Para isto cuidava eu que eram estas perguntas e estes exames tão repetidos do
amor de S. Pedro. Mas depois que o santo respondeu na mesma forma a terceira
vez, que amava, o que o Senhor lhe disse foi: Pasce oves meas (Jo. 21,17): Pois, Pedro, já que me amas tanto,
mostra-o em apascentar as minhas ovelhas. -Agora me admiro eu deveras. Pois,
para apascentar as ovelhas de Cristo tanto aparato de exames de amor de Deus?
Uma vez, se me amas, e outra vez, se me amas, e terceira vez, se me amas? E não
só, se me amas, senão, se me amas mais que todos? Sim. Ora vede.
As ovelhas que S. Pedro havia de
apascentar, eram as nações de todo o mundo, as quais Cristo queria trazer e
ajuntar de todo ele, e fazer de todas um só rebanho, que é a Igreja, debaixo de
um só pastor, que é S. Pedro: Et alias
oves habeo, quae non sunt ex hoc ovili, et illas opportet me adducere, et vocem
meam audient, et fiet unum ovile et unus pastor.
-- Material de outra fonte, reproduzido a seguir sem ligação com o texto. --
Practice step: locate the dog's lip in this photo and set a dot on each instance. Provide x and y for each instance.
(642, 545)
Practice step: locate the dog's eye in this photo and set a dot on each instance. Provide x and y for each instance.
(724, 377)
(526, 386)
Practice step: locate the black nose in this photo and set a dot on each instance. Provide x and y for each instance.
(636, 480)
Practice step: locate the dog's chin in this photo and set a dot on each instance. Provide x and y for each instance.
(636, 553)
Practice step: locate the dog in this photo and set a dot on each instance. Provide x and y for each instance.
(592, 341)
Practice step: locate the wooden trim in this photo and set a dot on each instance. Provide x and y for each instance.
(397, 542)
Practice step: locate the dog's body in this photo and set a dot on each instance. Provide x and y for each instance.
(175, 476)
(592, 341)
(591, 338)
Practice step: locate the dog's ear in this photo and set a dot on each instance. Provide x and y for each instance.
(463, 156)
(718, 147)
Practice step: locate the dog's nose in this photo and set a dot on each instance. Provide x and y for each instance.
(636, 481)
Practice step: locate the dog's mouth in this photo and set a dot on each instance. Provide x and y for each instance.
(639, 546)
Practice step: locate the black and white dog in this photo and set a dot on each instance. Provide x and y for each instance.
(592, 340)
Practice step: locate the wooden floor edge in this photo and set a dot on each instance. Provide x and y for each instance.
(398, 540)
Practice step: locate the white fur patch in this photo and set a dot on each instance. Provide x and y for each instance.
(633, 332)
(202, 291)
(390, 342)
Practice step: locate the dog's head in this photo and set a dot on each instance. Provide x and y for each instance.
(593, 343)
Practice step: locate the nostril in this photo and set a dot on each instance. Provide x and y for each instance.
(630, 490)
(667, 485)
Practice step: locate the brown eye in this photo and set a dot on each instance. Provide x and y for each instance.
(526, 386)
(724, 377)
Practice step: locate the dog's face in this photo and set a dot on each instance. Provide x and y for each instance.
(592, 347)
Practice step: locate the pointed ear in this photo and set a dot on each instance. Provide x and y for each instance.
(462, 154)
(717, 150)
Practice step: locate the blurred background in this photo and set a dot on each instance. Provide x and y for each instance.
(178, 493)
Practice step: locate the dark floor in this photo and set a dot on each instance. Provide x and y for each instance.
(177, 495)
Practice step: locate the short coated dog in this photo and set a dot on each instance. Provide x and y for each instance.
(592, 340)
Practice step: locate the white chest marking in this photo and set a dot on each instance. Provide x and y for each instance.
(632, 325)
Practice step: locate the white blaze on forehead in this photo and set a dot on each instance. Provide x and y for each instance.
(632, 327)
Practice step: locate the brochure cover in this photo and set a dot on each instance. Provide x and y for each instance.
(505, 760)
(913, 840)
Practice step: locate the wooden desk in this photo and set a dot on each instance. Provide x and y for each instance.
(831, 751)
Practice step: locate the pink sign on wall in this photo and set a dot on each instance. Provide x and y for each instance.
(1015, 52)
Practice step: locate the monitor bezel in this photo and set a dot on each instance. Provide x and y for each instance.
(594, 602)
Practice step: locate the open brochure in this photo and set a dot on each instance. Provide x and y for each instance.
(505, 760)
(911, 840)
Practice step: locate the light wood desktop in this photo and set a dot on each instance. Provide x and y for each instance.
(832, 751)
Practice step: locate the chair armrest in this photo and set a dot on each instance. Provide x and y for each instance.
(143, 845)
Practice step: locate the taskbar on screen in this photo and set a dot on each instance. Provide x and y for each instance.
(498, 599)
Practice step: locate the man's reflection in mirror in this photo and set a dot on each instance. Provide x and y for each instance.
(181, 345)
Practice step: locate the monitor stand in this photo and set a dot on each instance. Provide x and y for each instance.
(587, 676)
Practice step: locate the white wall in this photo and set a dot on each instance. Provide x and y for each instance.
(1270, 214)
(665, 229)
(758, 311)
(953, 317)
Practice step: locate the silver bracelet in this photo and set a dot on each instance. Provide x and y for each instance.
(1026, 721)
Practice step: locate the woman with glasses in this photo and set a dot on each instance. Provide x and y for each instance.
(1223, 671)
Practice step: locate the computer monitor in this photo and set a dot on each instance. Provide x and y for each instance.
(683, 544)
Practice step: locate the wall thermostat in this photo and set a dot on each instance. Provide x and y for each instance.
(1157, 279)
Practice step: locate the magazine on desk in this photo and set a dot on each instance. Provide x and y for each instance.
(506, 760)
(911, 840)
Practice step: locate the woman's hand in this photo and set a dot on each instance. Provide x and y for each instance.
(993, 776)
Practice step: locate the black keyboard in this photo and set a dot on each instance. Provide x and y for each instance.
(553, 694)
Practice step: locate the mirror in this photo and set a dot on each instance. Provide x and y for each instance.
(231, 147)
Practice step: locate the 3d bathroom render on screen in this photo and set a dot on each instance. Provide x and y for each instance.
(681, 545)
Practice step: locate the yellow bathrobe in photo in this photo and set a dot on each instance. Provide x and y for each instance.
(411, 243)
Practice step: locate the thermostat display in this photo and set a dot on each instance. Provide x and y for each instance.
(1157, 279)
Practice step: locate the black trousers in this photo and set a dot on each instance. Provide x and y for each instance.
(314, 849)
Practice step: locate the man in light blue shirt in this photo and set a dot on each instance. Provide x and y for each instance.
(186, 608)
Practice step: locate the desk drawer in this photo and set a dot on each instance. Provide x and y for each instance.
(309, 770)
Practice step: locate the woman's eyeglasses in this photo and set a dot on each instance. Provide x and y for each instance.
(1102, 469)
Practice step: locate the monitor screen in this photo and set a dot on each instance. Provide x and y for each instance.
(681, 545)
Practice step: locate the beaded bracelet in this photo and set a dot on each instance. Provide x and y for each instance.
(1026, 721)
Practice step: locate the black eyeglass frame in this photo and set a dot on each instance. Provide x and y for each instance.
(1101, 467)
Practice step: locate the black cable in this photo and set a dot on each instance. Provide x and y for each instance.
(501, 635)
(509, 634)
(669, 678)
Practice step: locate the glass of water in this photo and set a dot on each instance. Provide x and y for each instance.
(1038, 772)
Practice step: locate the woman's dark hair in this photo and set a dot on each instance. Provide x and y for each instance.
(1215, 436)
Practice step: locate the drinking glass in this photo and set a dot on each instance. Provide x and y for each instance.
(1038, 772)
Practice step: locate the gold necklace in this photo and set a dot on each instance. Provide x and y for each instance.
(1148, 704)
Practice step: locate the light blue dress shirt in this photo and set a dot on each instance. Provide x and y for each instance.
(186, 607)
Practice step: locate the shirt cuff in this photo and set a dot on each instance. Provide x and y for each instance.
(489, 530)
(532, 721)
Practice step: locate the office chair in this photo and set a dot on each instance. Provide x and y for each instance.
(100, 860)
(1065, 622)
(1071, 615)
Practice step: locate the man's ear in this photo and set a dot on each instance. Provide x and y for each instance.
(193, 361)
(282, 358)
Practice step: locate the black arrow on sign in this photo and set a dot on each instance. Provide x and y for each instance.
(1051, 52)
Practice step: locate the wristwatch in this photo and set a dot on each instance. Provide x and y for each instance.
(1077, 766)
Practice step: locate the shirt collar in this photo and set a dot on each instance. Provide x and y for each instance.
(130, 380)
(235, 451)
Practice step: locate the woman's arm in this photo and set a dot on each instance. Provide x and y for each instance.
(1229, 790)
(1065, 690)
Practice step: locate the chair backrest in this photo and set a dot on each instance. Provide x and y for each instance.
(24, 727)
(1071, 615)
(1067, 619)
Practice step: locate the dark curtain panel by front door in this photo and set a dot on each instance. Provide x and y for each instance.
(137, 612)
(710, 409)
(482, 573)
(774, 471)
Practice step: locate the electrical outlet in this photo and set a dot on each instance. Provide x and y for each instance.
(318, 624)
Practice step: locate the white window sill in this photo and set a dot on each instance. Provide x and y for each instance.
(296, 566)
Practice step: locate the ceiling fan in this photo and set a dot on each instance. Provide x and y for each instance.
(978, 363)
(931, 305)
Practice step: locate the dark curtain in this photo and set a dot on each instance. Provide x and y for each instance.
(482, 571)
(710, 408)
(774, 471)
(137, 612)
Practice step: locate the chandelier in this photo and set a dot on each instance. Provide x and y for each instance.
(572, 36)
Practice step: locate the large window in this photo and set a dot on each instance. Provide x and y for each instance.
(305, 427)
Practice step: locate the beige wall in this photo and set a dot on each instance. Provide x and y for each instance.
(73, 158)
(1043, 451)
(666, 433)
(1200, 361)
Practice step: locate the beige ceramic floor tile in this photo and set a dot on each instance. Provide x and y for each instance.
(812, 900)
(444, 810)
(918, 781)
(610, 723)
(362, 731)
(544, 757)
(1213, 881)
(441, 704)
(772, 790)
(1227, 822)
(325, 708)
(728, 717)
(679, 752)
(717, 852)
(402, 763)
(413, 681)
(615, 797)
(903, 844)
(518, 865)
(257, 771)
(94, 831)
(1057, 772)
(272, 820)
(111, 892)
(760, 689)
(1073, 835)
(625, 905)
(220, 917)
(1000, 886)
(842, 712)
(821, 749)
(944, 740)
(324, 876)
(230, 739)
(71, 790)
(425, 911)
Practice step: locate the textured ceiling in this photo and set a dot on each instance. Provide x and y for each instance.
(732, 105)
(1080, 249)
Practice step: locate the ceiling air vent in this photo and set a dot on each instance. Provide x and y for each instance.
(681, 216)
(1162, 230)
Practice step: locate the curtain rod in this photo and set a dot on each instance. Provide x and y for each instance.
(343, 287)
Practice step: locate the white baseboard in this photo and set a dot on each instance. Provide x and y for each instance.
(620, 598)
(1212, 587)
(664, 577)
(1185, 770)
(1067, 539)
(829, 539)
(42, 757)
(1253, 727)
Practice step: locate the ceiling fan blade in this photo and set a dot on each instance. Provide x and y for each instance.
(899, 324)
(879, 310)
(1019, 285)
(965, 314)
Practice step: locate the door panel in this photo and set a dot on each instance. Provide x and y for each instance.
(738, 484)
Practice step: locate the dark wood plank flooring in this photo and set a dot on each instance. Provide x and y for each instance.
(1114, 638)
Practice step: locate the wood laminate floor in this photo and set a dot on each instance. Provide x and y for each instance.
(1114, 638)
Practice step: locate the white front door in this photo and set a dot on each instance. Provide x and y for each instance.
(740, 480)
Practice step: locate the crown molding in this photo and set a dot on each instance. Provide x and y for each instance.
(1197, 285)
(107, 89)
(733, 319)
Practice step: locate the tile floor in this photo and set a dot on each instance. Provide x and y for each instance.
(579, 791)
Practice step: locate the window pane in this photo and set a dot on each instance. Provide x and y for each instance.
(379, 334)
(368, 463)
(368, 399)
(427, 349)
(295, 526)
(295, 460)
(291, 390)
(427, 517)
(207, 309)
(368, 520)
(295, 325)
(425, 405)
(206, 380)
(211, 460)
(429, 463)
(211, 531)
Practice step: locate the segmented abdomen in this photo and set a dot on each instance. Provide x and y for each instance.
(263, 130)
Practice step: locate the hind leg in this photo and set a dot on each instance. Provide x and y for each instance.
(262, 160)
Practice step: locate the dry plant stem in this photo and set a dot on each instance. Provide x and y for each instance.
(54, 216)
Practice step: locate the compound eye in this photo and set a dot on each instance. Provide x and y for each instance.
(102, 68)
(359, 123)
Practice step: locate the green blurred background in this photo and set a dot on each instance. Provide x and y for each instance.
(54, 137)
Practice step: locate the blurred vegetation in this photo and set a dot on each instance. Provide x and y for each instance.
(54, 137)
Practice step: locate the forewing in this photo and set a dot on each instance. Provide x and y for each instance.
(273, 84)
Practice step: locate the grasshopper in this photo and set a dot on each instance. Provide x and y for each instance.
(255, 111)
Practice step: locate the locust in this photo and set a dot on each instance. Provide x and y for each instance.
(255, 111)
De maneira que o rebanho
que Cristo encomendou a S. Pedro não era rebanho feito, senão que se havia de
fazer, e as ovelhas não eram ovelhas mansas, senão que se haviam de amansar:
eram lobos, eram ursos, eram tigres, eram leões, eram serpentes, eram dragões,
eram áspides, eram basiliscos, que por meio da pregação se haviam de converter
em ovelhas. Eram nações bárbaras e incultas, eram nações feras e indômitas,
eram nações cruéis e carniceiras, eram nações sem humanidade, sem-razão, e
muitas delas sem lei, que por meio da fé e do Batismo se haviam de fazer
cristãs; e para apascentar e amansar semelhante gado, para doutrinar e cultivar
semelhantes gentes, é necessário muito cabedal de amor de Deus, é necessário
amar a Deus: Diligis me, e mais amar
a Deus: Diligis me, e mais amar a
Deus: Diligis me, e não só amar a Deus
uma, duas e três vezes, senão amá-lo mais que todos: Diligis me plus his?
Quando as ovelhas que Cristo
encomendava a S. Pedro foram mansas e domésticas, ainda era necessário muito
amor para suportar o trabalho de as guardar. Exemplo seja Jacó, pastor de Labão
e amante de Raquel, de quem diz a Escritura que sofria tão levemente o que
sofria, porque amava tão grandemente como amava: Prae amoris magnitudine (Gên. 29,20). E se, para guardar ovelhas
mansas, é necessário amor, e muito amor, que será para ir tirar das brenhas
ovelhas feras, para as amansar e afeiçoar aos novos pastos, para as acostumar à
voz do pastor e à obediência do cajado, e sobretudo para desprezar os perigos
de se confiar de suas garras e dentes, enquanto são ainda feras, e não ovelhas.
Se é necessário amor para ser pastor de ovelhas que comem no prado e bebem no
rio, que amor será necessário para ser pastor de ovelhas, que talvez comem os
pastores e lhes bebem o sangue? Por isso Cristo examina três vezes de amor a S.
Pedro, por isso o Espírito Santo, Deus de amor, vem hoje a formar estes
pastores e estes mestres, e por isso o Mestre divino passa hoje os seus
discípulos da Escola da Sabedoria para a Escola do Amor: Ille vos docebit.
CAPÍTULO III
Aplicando agora esta doutrina
universal ao particular da terra em que vivemos, digo que, se em outras terras
é necessário aos apóstolos, ou aos sucessores do seu ministério, muito cabedal
de amor de Deus para ensinar, nesta terra, e nestas terras é ainda necessário
muito mais amor de Deus que em nenhuma outra. E por quê? Por dois princípios: o
primeiro, pela qualidade das gentes; o segundo, pela dificuldade das línguas.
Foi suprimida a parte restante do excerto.